Non-invasive technology to find urothelial cancers

Melanie MacGregor

Our researchers from the Future Industries Institute are working to develop a new non-invasive point of care technology for the detection of urothelial cancers from urine samples.

Cancer of the urothelial tract, kidney and bladder together have a higher mortality rate than melanoma in Australia and cancer survivors require frequent surveillance for the rest of their lives. Unfortunately, current diagnostic tests are painful and costly and new clinical tools are urgently required.

Dr Melanie MacGregor is a lead researcher on this collaborative project that involves five institutions, with leading clinicians and scientists from the fields of biomaterial engineering, cancer biology, and pathology.

The device is based on a patented plasma polymer coating developed at UniSA that has unique properties for biomedical use. The research team have demonstrated the fluidic device’s ability to selectively capture cancer cells in controlled test conditions and also from patient urine samples.

Based on promising preliminary results from screening cancer patient samples, this research team is now testing the technology in a pre-clinical study.

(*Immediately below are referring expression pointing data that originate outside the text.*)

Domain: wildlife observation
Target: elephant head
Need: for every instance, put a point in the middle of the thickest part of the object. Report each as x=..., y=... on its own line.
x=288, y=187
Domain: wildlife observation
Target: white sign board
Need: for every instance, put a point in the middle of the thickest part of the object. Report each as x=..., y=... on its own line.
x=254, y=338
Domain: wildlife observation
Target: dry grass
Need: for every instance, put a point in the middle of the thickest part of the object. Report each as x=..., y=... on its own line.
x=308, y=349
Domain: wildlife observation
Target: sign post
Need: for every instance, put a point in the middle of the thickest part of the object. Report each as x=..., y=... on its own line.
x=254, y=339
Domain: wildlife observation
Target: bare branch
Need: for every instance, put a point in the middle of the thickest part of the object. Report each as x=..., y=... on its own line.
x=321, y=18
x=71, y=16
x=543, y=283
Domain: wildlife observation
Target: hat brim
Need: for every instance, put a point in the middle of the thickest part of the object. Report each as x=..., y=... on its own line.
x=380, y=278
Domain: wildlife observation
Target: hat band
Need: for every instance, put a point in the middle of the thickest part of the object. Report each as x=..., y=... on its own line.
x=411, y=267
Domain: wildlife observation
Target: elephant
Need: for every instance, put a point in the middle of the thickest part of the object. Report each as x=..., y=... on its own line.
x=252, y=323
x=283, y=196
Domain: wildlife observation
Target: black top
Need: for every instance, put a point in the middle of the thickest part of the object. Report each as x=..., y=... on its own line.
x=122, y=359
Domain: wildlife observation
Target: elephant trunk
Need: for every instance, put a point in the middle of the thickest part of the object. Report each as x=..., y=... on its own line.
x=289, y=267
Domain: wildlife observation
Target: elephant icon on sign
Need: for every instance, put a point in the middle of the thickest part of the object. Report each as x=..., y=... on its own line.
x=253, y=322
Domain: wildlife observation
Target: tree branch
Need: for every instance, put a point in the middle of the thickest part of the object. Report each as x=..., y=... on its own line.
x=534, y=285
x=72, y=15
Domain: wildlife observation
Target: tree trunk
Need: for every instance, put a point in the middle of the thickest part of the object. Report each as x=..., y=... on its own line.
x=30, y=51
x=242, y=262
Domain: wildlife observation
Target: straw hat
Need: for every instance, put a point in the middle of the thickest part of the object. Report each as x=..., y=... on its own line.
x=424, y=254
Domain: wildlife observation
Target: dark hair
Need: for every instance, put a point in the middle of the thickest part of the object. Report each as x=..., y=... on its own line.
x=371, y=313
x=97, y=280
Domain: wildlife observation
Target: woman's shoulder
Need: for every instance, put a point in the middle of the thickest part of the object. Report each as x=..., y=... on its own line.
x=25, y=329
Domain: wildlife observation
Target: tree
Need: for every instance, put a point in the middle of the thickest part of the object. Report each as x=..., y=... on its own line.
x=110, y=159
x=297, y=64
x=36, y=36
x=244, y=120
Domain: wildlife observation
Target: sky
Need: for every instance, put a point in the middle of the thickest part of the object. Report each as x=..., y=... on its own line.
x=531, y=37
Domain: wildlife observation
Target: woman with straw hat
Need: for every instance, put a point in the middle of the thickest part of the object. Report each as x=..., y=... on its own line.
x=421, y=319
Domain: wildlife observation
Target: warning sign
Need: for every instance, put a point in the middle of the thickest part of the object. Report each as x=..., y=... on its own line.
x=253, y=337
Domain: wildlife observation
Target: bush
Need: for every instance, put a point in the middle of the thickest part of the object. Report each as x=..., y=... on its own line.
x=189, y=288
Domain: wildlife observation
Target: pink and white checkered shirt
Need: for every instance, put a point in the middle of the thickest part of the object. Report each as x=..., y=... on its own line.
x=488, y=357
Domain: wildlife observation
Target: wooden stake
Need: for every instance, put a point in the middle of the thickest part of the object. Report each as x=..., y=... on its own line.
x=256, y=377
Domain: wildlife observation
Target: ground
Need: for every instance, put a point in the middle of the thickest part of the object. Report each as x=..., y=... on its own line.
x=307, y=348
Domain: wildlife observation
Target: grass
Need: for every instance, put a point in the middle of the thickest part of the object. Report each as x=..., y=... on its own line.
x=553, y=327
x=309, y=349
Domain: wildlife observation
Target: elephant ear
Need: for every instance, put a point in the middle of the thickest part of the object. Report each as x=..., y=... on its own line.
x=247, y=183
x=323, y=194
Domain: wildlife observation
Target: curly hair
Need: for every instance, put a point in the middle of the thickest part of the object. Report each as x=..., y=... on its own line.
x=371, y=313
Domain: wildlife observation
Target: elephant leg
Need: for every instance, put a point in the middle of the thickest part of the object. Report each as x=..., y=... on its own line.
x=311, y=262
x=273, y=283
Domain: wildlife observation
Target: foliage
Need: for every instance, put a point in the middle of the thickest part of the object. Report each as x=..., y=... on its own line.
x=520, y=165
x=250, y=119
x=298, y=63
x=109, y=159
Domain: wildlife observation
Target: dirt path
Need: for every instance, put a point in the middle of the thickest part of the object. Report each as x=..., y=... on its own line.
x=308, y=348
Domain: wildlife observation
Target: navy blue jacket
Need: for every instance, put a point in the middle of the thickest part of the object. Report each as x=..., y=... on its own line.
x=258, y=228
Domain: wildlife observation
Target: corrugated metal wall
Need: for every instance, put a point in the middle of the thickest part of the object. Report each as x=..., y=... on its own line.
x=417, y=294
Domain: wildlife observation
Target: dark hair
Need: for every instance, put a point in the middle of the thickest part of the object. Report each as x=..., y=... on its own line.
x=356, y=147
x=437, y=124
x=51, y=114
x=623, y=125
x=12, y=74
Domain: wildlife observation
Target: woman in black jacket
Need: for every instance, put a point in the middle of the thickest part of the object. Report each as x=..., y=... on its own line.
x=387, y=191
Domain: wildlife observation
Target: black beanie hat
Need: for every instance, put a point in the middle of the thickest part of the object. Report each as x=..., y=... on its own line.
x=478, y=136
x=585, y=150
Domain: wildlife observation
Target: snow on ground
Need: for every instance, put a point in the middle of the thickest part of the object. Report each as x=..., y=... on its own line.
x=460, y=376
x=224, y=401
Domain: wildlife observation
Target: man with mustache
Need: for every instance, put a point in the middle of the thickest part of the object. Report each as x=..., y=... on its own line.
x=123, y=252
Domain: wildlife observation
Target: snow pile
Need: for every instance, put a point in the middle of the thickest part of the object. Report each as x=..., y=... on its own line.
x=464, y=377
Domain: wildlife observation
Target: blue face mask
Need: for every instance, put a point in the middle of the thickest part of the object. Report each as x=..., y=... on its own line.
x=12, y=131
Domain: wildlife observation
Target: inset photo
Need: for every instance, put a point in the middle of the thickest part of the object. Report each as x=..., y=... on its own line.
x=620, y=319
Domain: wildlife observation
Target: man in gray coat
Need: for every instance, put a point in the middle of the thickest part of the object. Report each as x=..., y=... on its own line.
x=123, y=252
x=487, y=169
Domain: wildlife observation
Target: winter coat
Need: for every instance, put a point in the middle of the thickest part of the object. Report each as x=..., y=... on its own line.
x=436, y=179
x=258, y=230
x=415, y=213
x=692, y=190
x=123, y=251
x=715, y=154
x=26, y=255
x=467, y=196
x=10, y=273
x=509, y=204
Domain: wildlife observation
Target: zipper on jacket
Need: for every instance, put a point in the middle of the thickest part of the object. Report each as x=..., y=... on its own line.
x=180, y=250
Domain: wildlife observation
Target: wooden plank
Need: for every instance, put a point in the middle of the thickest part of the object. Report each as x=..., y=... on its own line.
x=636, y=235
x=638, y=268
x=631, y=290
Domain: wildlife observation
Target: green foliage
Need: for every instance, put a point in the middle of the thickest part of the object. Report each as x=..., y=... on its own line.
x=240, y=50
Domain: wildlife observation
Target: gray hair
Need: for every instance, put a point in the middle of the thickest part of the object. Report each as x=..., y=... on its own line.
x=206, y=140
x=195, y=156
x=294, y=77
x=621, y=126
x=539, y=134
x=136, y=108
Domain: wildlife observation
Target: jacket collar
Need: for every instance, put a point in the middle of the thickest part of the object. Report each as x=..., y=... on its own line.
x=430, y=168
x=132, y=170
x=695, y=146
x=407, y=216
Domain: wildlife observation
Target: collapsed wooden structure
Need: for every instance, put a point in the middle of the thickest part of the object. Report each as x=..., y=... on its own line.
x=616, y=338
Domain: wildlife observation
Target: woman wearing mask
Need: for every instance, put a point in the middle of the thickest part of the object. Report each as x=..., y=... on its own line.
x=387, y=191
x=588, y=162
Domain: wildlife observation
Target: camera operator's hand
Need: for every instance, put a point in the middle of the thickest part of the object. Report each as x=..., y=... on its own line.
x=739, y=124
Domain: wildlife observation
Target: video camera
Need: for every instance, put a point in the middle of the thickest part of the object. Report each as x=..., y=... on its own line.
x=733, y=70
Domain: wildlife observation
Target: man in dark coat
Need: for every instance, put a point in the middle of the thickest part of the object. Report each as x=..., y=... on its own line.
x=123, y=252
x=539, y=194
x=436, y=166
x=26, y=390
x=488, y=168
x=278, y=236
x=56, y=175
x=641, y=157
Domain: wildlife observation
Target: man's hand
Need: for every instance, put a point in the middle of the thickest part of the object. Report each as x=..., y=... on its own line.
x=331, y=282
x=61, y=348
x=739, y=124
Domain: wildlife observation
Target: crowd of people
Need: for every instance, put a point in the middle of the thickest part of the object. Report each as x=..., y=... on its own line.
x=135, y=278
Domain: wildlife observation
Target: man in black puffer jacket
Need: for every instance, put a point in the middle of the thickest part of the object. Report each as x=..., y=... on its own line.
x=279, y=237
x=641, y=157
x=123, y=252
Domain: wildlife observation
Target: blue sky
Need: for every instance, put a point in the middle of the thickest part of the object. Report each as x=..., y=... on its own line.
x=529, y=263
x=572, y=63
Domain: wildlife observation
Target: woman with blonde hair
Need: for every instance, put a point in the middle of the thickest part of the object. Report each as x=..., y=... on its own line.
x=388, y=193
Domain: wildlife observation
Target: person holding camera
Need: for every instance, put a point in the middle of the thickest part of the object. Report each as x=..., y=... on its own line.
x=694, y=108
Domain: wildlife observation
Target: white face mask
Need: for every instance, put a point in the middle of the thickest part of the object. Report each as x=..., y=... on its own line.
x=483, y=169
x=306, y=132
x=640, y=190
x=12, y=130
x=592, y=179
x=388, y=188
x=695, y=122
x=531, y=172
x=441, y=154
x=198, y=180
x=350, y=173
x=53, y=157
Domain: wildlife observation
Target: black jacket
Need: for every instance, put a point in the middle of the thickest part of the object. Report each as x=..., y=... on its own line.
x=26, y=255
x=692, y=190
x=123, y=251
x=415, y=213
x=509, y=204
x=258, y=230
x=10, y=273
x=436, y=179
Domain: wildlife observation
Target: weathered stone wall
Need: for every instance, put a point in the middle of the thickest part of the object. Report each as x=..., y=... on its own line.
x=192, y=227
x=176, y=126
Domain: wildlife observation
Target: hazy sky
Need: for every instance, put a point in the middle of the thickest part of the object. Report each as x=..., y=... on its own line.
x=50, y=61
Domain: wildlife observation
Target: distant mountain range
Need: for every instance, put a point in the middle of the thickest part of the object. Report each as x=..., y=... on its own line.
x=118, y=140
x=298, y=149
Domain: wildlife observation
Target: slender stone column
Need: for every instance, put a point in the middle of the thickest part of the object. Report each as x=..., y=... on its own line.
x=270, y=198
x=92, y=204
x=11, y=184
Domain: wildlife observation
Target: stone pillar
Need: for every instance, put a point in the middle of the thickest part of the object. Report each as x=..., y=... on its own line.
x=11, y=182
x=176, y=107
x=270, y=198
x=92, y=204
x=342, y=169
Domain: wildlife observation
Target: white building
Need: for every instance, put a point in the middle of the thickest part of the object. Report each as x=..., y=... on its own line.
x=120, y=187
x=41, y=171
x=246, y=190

This work may well lead to the first commercially available device for cancer cell detection from urine.

Update: This technology has since attracted industry investment. Together with SMR Technology, an independent division of SMR Automotive Australia Pty Ltd, an expanded research team is now working together in a Cooperative Research Centre Project towards the industrialisation of the diagnostic device for non-invasive bladder cancer detection.